5- 21/08/81 : Salvador Sanchez (MEX) vs Wilfredo Gomez (POR)
La « bataille des petits géants » est peut-être le combat entre le Mexique et Puerto Rico le plus important depuis Escobar – Casanova. Toujours invaincu et fort d’une série de 32 KOs consécutifs, le champion des super coqs Wilfredo « Bazooka » Gomez défie sur le terrain neutre du Cesar’s Palace de Las Vegas le jeune détenteur mexicain du titre WBC des plumes, Salvador Sanchez. Gomez est favori face un adversaire talentueux mais moins connu du grand public, malgré 40 victoires en 42 combats, dont deux succès de prestige : un KO sur l’américain Danny Lopez et une décision unanime contre le portoricain Juan Laporte. La vérité est qu’on imagine mal comment résister au cyclone Wilfredo Gomez, et que le peuple de Puerto Rico est confiant dans sa capacité à venger Juan Laporte, en dépit de l’allonge supérieure de Sanchez, de la solidité de son menton (en galoche) et de la puissance de sa droite.

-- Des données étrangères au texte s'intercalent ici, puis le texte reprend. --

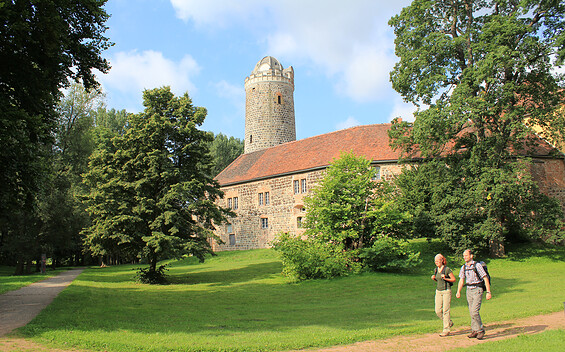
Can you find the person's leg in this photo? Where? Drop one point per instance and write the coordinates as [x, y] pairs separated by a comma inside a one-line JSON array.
[[439, 304], [474, 298], [447, 310]]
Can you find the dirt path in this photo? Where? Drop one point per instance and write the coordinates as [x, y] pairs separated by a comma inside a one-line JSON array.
[[432, 342], [17, 308]]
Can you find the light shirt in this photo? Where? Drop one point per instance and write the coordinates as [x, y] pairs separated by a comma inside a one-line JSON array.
[[469, 274]]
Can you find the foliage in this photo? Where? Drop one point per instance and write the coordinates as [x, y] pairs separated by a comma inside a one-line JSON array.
[[102, 310], [349, 207], [309, 258], [347, 212], [224, 150], [44, 44], [389, 254], [152, 277], [150, 190], [63, 215], [481, 68]]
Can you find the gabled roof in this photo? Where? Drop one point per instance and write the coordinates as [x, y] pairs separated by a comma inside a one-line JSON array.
[[370, 141]]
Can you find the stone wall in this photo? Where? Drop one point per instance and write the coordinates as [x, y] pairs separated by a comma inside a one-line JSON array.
[[283, 212], [269, 111]]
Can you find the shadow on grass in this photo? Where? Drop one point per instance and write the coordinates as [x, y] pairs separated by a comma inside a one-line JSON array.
[[226, 277]]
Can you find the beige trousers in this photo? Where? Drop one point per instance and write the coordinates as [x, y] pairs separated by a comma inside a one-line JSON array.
[[443, 304]]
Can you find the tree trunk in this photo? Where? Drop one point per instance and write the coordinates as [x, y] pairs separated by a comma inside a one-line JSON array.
[[496, 248]]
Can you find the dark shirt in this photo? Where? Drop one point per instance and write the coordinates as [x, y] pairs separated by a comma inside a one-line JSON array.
[[441, 283]]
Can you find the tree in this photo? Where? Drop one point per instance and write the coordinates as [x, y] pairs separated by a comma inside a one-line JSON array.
[[63, 215], [485, 71], [224, 150], [151, 193], [43, 45], [352, 220]]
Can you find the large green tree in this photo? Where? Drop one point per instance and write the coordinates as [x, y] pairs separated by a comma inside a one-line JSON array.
[[151, 190], [483, 75], [352, 221], [224, 150], [63, 215], [43, 44]]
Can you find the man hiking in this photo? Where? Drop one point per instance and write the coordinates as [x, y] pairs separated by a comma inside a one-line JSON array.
[[477, 282]]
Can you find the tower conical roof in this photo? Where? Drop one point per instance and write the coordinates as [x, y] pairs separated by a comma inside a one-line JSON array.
[[268, 63]]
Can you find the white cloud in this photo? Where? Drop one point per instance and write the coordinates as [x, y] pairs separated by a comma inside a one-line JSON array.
[[230, 91], [350, 42], [350, 122], [402, 110], [219, 13], [149, 69]]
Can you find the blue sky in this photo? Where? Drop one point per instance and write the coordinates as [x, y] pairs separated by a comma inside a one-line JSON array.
[[341, 52]]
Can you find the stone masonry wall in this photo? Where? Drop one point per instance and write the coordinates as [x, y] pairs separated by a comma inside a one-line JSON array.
[[269, 113]]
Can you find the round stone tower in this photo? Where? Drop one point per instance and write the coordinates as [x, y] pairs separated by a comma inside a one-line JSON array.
[[269, 105]]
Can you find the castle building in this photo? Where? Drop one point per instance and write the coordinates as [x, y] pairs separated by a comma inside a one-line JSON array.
[[266, 185]]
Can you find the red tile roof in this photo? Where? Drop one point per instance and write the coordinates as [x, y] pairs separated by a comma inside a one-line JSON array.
[[316, 152], [370, 141]]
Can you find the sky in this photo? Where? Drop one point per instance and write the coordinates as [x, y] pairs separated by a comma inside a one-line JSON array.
[[341, 52]]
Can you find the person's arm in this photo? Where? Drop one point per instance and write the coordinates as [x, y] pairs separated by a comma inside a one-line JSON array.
[[487, 284], [459, 287]]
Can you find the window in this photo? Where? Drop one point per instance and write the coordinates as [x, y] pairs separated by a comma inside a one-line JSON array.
[[377, 174]]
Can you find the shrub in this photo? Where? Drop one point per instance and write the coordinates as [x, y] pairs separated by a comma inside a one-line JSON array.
[[152, 277], [387, 254], [312, 259]]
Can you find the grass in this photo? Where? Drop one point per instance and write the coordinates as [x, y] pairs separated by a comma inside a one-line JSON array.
[[9, 282], [238, 301]]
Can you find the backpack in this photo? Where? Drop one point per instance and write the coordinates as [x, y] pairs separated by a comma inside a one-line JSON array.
[[484, 265], [435, 273]]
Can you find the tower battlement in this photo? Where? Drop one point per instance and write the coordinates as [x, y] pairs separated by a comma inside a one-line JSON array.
[[269, 105]]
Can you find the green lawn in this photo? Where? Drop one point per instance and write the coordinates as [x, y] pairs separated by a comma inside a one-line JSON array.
[[238, 301], [8, 282]]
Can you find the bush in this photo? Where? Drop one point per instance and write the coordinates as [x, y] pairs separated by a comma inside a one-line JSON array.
[[147, 276], [312, 259], [387, 254]]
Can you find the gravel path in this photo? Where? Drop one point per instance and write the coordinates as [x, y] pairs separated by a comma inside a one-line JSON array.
[[17, 308]]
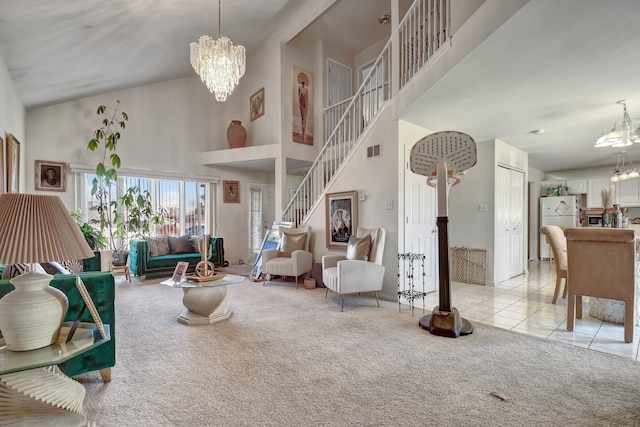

D’emblée Sanchez semble plus vif et mobile, il ne craint manifestement pas son adversaire, et c’est précisément au moment où Gomez lui impose l’épreuve de force dos aux cordes qu’un court crochet du droit fait visiter le tapis au Portoricain. Que Gomez survive au reste du premier round est une immense preuve de volonté, mais le mal est fait. Gomez reprend sa marche en avant dès la 2eme reprise, il parvient à couper la route de Sanchez, et si certains échanges sont d’une rare violence, le Mexicain garde son calme, il est plus précis et démontre seconde après seconde que ce combat est le sien. Ses contres font extrêmement mal. Marqué au visage dès le 3eme round, Gomez continuera à avancer sans cesse vers une issue qui, malgré la qualité de ses esquives rotatives et son agressivité dans le clinch, ne fait vite plus guère de doute. Il aurait probablement pu mourir sur ce ring. Quelle performance de Sanchez, et surtout, quelle intensité.
Dire que le résultat de Sanchez – Gomez dévasta le public portoricain est peut-être en deçà de la vérité. Quant à Salvador Sanchez, cette victoire de prestige, ainsi que sa mort brutale moins d’un an plus tard dans un accident de la route, en ont fait à tout jamais un mythe dans son pays, lui dont le potentiel était sans doute celui d’un des champions majeurs de l’histoire du noble art. À défaut de pouvoir obtenir une revanche, Gomez fit preuve d’une classe certaine en allant présenter ses condoléances à la famille de Sanchez alors qu’il était à 5 jours de son combat suivant… ce qui ne l’empêcha pas de l’emporter par KO, défendant ainsi son titre des super-coqs.